Don't find it particularly confusing though after having it read top to bottom, what exactly do you think is unclear? |
I always was an opponent of "license zoo" (while pragmatically understanding that will be source code with multiple licenses).
So, it now goes for a long way in explaining how/why it's so, but of course doesn't explain enough, because it should mention that any GPL parts are for build and support scripts, which are not part of the result binary and don't affect its licensing, etc., etc. All that stuff doesn't have to be in the contents of the LICENSE file. If there's a motion that licenses of all 3rd-party projects should be collected in one visible place, then it should be a separate motion, went to something like LICENSES.ext, and should be concatenation of the license texts, not some novelties like SPDX tags. IMHO, that should be enough.
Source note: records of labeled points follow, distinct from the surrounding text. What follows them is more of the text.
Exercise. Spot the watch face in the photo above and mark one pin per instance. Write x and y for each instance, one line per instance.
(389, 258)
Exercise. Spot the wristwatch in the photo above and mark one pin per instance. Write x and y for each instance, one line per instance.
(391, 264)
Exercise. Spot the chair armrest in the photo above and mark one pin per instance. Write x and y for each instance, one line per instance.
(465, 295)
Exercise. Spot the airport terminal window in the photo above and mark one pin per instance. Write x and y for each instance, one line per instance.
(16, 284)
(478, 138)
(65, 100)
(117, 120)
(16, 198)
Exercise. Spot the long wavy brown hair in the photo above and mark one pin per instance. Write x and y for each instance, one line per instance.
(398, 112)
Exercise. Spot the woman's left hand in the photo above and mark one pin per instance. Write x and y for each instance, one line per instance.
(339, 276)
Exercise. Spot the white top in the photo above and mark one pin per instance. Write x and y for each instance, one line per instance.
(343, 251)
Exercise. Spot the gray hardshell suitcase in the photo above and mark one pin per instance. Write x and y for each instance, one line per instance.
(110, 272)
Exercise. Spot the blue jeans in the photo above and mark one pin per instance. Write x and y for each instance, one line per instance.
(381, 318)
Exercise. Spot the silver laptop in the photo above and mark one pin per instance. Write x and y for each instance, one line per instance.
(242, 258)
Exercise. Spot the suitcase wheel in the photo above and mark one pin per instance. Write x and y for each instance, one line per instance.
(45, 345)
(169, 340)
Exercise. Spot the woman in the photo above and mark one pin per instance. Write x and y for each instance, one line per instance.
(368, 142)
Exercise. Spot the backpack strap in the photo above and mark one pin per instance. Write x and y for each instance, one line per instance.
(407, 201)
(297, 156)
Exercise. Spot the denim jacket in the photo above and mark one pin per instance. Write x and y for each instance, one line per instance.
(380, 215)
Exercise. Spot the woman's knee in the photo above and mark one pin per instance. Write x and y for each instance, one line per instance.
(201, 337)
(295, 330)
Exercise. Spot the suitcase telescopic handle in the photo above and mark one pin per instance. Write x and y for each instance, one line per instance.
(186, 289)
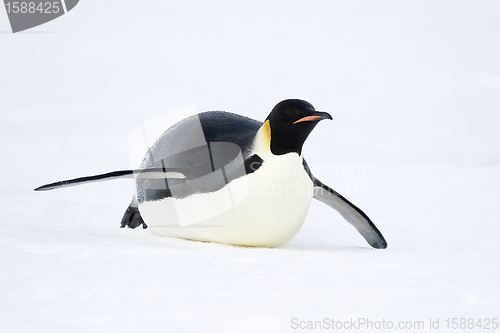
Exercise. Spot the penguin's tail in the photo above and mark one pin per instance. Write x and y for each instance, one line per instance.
(151, 173)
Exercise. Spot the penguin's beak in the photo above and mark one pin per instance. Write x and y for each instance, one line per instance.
(316, 116)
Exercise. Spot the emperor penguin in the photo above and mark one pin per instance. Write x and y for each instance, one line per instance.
(222, 177)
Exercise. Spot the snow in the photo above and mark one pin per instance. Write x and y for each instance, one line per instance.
(413, 89)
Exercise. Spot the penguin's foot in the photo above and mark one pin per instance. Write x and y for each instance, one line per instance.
(132, 218)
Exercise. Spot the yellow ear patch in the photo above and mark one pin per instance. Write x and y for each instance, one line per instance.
(267, 132)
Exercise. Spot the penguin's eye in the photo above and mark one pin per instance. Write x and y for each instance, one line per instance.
(285, 118)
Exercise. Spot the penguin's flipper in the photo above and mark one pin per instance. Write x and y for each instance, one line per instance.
(151, 173)
(351, 213)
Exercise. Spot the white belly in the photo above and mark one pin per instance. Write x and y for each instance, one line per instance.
(266, 208)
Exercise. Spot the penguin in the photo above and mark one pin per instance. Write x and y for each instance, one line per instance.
(222, 177)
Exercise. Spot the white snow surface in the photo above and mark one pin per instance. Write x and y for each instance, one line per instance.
(413, 88)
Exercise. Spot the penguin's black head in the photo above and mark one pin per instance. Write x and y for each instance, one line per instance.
(290, 123)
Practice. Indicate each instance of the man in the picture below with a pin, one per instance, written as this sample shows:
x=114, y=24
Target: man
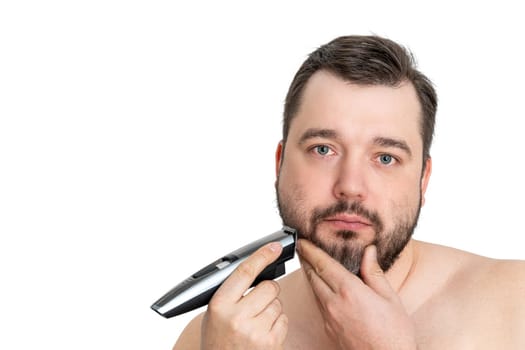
x=352, y=171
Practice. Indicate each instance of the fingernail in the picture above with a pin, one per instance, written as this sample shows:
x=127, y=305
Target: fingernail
x=298, y=246
x=274, y=246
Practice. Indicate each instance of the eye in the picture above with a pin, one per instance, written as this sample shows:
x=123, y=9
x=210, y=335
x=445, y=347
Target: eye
x=322, y=150
x=386, y=159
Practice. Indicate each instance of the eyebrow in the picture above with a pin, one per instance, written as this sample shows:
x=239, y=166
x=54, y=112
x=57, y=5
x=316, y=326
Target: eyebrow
x=390, y=142
x=314, y=132
x=332, y=134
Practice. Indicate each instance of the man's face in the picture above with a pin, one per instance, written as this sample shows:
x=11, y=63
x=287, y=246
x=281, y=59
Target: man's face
x=350, y=174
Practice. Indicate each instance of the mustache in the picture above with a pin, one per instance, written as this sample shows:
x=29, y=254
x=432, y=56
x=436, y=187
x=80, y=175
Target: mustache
x=342, y=207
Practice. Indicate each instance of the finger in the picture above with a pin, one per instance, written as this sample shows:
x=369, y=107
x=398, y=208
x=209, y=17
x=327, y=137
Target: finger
x=373, y=275
x=242, y=278
x=259, y=297
x=280, y=329
x=329, y=270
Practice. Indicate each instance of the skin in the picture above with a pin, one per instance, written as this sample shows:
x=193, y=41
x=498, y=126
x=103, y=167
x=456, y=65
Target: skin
x=433, y=297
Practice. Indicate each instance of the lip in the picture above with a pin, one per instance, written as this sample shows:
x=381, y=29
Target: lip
x=348, y=222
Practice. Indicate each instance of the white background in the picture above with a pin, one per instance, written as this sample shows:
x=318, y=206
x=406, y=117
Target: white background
x=137, y=144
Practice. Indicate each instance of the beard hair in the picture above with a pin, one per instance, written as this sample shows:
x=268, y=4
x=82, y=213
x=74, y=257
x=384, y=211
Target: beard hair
x=349, y=251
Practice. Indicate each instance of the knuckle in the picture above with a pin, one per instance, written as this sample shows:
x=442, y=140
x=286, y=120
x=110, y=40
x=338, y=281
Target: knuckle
x=246, y=270
x=214, y=306
x=270, y=286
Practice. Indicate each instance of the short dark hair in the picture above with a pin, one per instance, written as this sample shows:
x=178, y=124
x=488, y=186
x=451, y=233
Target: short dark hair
x=366, y=60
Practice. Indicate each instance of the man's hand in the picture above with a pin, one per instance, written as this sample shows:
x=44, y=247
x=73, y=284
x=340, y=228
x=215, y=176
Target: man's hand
x=358, y=314
x=252, y=321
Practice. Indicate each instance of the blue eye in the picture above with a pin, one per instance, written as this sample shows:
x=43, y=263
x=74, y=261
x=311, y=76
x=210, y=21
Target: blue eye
x=322, y=150
x=386, y=159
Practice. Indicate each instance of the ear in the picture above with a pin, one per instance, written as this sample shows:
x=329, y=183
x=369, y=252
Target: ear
x=425, y=178
x=278, y=157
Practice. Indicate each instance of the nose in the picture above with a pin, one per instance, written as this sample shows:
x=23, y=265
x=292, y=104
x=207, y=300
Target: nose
x=351, y=182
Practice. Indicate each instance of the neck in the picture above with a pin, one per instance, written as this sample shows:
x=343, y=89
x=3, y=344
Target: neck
x=403, y=268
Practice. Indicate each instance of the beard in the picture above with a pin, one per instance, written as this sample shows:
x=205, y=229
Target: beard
x=347, y=249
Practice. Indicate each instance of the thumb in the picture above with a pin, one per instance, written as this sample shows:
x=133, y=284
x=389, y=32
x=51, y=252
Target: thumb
x=373, y=275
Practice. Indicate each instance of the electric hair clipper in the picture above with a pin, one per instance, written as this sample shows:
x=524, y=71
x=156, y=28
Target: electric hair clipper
x=198, y=289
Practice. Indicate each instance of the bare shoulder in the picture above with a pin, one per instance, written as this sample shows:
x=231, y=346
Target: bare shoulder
x=496, y=282
x=191, y=335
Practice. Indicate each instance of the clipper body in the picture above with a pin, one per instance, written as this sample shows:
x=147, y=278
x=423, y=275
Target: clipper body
x=198, y=289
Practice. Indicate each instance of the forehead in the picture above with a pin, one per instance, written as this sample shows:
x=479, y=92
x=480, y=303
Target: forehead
x=358, y=111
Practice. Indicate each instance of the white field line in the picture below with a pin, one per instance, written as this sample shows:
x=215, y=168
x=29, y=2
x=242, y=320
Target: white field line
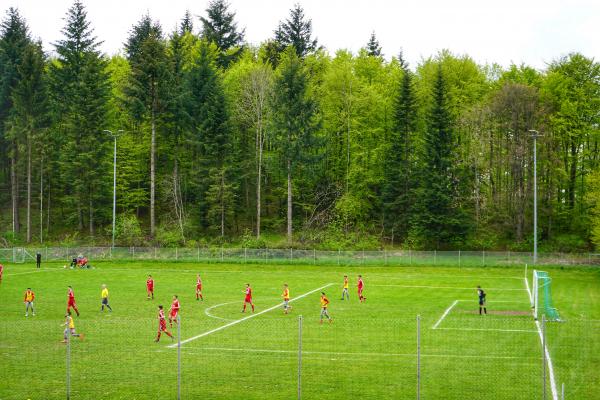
x=250, y=350
x=446, y=287
x=237, y=321
x=34, y=272
x=444, y=315
x=207, y=311
x=546, y=352
x=490, y=329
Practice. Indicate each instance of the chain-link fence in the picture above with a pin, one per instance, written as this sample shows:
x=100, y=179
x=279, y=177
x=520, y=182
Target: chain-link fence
x=283, y=357
x=321, y=257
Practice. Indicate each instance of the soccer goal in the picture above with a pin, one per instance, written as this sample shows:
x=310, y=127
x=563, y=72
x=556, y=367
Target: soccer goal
x=542, y=297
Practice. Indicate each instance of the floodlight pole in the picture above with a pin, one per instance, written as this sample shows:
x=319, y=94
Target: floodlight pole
x=534, y=134
x=115, y=136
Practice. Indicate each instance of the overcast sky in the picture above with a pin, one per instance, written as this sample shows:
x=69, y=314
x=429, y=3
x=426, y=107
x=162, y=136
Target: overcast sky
x=504, y=31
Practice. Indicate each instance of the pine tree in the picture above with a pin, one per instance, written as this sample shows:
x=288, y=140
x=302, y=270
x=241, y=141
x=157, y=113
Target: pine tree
x=30, y=109
x=79, y=96
x=211, y=136
x=296, y=31
x=295, y=120
x=437, y=221
x=148, y=88
x=14, y=39
x=187, y=25
x=220, y=28
x=373, y=47
x=398, y=189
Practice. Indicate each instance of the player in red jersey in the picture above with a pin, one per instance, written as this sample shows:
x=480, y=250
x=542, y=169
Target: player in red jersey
x=150, y=287
x=162, y=324
x=361, y=286
x=248, y=298
x=71, y=301
x=199, y=288
x=174, y=310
If someone entity wants a more detailed report, it may order it (up to date version of it!) from George Robotics, independent IP firm, or on-staff lawyers. I'm not sure why open-source project would be burdened with maintaining such reports. (Again, the original topic, as brought by #4363, was the issue that existing, and pretty lean, copyright tracking infra got out of date/wasn't maintained well). |
Exactly, it's there to let users know what licenses are contained in a full build, which is not just MIT but also the licenses for all the components.
Well, that's just reflecting the complexity of licensing and copyright in general, the fact that there are many contributors to this project, and that there are lots of 3rd party components with their own licenses. There's not really any way to get around this fact. And the proposal here is intended to be a user-friendly summary of the (complex) situation.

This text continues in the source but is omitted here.